Lactation is a state of rapid bone loss for milk production; however, the maternal bone undergoes a rapid remineralization after weaning. Sclerostin, encoded by the gene SOST, is exclusively secreted from osteocytes and has important regulator of bone remodeling by inhibiting Wingless and Int-1 (Wnt) signaling by binding to extracellular domain of low-density lipoprotein receptor-related protein 5/6 (LRP5/6). However, the role of sclerostin-Wnt signaling for controlling bone remodeling during lactation and weaning has not been studied. In this study, we hypothesized that sclerostin related with Wnt signaling would affect bone metabolism and microstructures during lactation and weaning, and pregnancy and lactation associated osteoporosis (PLO) would be related with mutation of Wnt signaling pathway.
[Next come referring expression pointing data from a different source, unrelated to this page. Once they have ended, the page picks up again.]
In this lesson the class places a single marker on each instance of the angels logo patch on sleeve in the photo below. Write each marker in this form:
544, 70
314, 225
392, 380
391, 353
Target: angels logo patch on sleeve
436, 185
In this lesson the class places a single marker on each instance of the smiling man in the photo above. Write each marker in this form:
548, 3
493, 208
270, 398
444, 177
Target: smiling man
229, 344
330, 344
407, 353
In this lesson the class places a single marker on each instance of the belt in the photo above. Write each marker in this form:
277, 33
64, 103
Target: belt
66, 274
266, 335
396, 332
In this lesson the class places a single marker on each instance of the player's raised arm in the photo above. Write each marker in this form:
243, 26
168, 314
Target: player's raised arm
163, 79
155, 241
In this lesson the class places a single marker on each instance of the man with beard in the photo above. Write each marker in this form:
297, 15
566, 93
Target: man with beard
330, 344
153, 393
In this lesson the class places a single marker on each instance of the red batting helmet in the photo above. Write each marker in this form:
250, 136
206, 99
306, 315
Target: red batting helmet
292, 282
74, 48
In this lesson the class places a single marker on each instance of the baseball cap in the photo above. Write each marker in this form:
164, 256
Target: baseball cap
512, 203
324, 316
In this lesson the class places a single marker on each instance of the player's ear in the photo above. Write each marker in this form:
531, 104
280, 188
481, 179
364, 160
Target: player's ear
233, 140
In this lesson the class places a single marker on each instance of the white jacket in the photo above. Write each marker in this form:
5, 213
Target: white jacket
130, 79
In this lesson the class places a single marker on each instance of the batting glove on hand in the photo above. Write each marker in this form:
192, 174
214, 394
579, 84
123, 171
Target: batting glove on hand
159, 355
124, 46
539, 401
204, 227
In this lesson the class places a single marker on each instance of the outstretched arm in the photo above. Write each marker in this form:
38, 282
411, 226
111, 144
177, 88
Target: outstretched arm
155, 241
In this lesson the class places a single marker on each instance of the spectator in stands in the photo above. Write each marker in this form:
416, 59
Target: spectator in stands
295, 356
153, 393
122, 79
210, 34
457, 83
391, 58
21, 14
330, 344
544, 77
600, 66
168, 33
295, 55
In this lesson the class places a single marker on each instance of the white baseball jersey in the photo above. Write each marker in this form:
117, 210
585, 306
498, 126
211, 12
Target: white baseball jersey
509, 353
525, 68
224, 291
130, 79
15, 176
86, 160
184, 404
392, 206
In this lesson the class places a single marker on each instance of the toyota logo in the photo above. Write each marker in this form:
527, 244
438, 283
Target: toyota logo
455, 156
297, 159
We used whole-exome sequencing (WES) to reveal associations between genetic variants and PLO patients with multiple vertebral fractures. We also used dual energy X-ray absorptiometry (DXA), micro-computed tomography (µCT) to evaluate and compared the effect of sclerostin on bone mass and microarchitectures of wild type and DMP1-Sost transgenic mice, in which sclerostin is overexpressed by osteocyte. As a result, WES showed 8 out of 12 patients showed LRP5/6 mutation encoding the extra-cellular signaling domain of LRP5/6, which sclerostin or Wnt signaling agonists bind to. In animal study, lactation significantly lead to decreased spine and femur bone mineral density (BMD) at 1-week and 3-week of lactation; especially cortical microstructure (cross-sectional thickness and cross-sectional area) at mid-shaft femur were significantly deteriorated. At 2-week after weaning, incomplete recovery of femur BMD and cortical microstructure at mid-shaft femur in both wild and DMP1-Sost mice; however, spine BMD and trabecular microstructures at distal femur were recovered only in wild type mice, suggesting that sclerostin-overexpression would affect bone formation, especially in trabecular dominant bone compartment during weaning period. In conclusion, LRP5/6 mutations related with Wnt pathway, would be one of the plausible risk factors of failure of maternal bone mineral adaptation to severe bone loss during lactation and weaning contributing to PLO. To activate Wnt signaling pathway during lactation and after weaning for compensation of bone loss, control of sclerostin level by osteocytes would be important to maintain bone mineral metabolism.